Musik

Album der Woche

Solomon Grey • Human Music

Mercury KX • 16. Februar

Foto: Fiona Garden

Soloman Grey komponieren eigentlich Filmmusik. Mit „Human Music“ haben sie einen Soundtrack geschrieben, dessen Ursprung eine tödliche Krebsdiagnose ist.

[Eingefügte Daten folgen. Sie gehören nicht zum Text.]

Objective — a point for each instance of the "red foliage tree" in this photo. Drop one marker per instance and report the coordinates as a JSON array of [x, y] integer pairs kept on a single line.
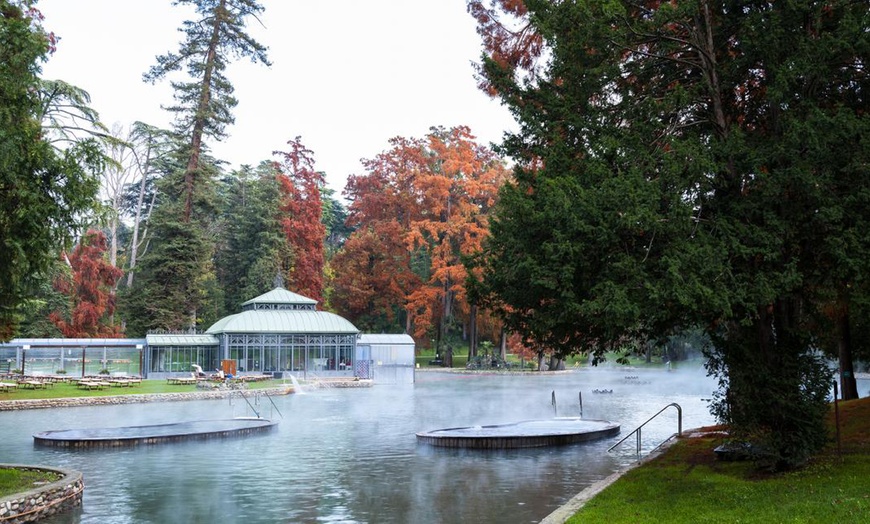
[[90, 288], [302, 224], [433, 195]]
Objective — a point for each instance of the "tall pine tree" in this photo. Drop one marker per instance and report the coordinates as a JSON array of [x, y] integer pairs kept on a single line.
[[178, 282], [687, 163]]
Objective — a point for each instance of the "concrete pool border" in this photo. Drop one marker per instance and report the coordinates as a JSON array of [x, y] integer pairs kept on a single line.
[[43, 501], [576, 503]]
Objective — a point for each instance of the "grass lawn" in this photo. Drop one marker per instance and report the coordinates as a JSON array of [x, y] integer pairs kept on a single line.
[[688, 484], [62, 390], [16, 481]]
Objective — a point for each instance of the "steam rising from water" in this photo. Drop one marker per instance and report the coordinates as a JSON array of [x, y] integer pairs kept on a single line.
[[350, 455]]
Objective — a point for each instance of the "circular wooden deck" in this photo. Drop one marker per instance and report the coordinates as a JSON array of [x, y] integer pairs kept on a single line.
[[527, 434]]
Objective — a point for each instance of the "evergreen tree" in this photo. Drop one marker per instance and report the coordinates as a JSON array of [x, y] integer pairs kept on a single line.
[[204, 103], [253, 249], [44, 192], [686, 163], [179, 285]]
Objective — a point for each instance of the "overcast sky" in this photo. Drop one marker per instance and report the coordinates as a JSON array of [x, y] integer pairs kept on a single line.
[[347, 75]]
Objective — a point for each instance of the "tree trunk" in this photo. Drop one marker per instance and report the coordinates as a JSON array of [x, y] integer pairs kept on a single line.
[[192, 170], [848, 384]]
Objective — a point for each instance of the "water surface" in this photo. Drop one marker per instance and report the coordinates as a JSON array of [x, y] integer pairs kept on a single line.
[[351, 455]]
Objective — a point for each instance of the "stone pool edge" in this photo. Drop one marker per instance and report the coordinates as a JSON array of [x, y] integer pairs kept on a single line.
[[44, 501], [564, 512]]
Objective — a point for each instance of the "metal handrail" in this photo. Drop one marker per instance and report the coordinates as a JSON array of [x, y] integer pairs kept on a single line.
[[638, 429]]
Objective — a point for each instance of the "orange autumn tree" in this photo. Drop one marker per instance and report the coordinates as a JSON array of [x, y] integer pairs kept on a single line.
[[433, 195], [303, 209], [90, 287], [372, 271]]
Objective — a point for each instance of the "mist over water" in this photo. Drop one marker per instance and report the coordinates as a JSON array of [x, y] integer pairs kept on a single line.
[[351, 455]]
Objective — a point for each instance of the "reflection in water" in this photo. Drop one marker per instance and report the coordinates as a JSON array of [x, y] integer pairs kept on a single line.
[[351, 455]]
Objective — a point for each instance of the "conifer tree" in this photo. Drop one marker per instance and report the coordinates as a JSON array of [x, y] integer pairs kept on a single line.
[[687, 163], [44, 192], [178, 282]]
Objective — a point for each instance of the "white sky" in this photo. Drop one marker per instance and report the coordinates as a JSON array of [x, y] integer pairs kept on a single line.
[[346, 75]]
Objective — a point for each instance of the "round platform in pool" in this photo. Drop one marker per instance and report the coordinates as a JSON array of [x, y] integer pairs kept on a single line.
[[558, 431], [153, 434]]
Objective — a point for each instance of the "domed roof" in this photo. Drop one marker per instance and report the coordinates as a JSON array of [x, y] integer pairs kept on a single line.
[[283, 321], [279, 295], [282, 311]]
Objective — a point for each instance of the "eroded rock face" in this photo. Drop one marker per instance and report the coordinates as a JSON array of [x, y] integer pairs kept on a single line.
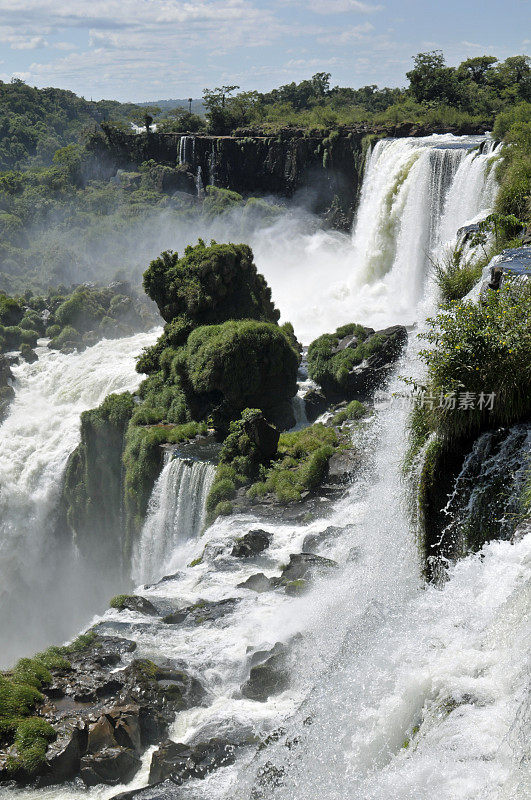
[[251, 544], [7, 393], [181, 762], [354, 361], [107, 711]]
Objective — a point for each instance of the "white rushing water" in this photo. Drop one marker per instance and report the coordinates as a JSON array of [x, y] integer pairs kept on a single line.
[[415, 195], [175, 515], [398, 691], [42, 429]]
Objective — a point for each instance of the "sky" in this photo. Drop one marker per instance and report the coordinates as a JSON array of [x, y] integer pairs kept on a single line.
[[141, 50]]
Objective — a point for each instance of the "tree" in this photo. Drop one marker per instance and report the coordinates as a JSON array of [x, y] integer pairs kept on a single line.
[[431, 80], [478, 69]]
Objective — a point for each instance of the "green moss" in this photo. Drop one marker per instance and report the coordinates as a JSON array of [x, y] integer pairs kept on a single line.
[[119, 601], [331, 370], [209, 285], [92, 486], [301, 463]]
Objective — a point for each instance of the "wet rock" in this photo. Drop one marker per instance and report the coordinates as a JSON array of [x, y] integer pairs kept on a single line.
[[315, 404], [182, 762], [105, 716], [342, 467], [264, 435], [136, 603], [112, 765], [251, 544], [315, 540], [63, 756], [257, 583], [303, 566], [269, 677], [7, 393], [202, 611], [352, 377]]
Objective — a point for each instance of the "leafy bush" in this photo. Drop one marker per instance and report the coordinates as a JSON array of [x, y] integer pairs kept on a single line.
[[209, 285], [301, 463], [481, 349]]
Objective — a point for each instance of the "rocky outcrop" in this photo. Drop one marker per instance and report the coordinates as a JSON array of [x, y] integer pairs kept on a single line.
[[295, 577], [7, 393], [312, 165], [106, 708], [354, 361], [471, 493]]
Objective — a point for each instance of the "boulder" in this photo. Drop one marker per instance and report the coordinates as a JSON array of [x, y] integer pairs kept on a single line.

SolomonGreyCoverJoe Wilsons Mutter Sandy wird mit einem Hirntumor im Endstadium diagnostiziert. „The Weight“, der Titel der „Human Music“ eröffnet, entsteht direkt nach dieser niederschmetternden Nachricht, noch im Auto auf dem nach Hause weg. „Der Song kam einfach, und ich nahm ihn auf meinem Telefon auf“, erzählt Wilson. Die epische Nummer beginnt mit schweren Klaviermelodien, zu denen sich bald Streicher gesellen und sofort das Kopfkino anwerfen. Zeilen wie „One last kiss of mother and child“ lassen es einem eiskalt den Rücken herunterlaufen, wenn man Wilsons Geschichte kennt und sich somit der unabänderlichen Realität solcher Aussagen bewusst ist. „Human Music“ ist also ein Soundtrack für Sandys letzte Reise. Mit der Annahme, dass das zweite Album von Joe Wilson und Tom Kingston voll von tiefer Trauer und Melancholie ist, liegt man aber falscher als man denkt. Denn bis zu ihren letzten Tagen, die sie dank des Vereins Dignitas in der Schweiz selbstbestimmen durfte, behielt sie sich ihre Lebensfreude. „Natürlich gab es traurige Momente, aber es war keine traurige Zeit, es war ein schöner Sommer“, sagt Wilson über die letzte gemeinsame Zeit mit seiner Mutter. „Wonderful World“ beispielsweise ist einer dieser ermutigenden Momente. Die Streicher verbinden sich mit Synthesizern und Wilsons Kopfstimme zu hoffnungsvollen Harmonien, die einander umgarnen, den Knoten in der Brust lösen und das Atmen etwas leichter machen. Die größte Stärke des Duos ist es, ihre Songs in die Breite wachsen zu lassen. Obwohl nur wenige Titel länger als vier Minuten sind, trägt jede Nummer das Gewand eines epischen Finales. Das mag zum großen Teil an den feinsinnigen Arrangements liegen, die das 22-köpfige Orchester gekonnt mit dem legendären Vintage-Synthesizer CS-80 verknüpfen und so ihre eigene Welt erschaffen. Egal was man nun vor seinem inneren Auge während des Hörens vor sich sieht, sicher ist, dass diese Platte Filmmusikcharakter hat und ganze Landschaften entstehen lässt. Der Titel der Platte hätte nicht besser gewählt sein können. „Human Music“ ist menschliche Musik. Oder eben Musik für Menschen. Besonders – aber natürlich nicht nur – für Menschen, die gerade eine schwierige Phase durchleben oder mit einem Schicksalsschlag zu kämpfen haben. Denn Soloman Grey machen vor, wie man sich nicht von der Trauer erdrücken lässt, sondern Kraft aus der Schönheit der Erinnerungen schöpft.

Unser Fazit

„Human Music“ ist ein Film ohne Bilder. Das britische Duo erschafft mit klassischen Kompositionen, die sie stilvoll mit ihrer elektronischen Studio-Produktion verbinden eine ganze Welt aus Klängen. Sie schaffen ein Manifest für das Leben, von dem man eine ganze Menge lernen kann. Solomon Grey liefern mit ihrer orchestralen Musik den Aufruf dazu, nicht vor der Trauer zu kapitulieren, sondern stattdessen den schönen Dingen mehr Gewicht beizumessen.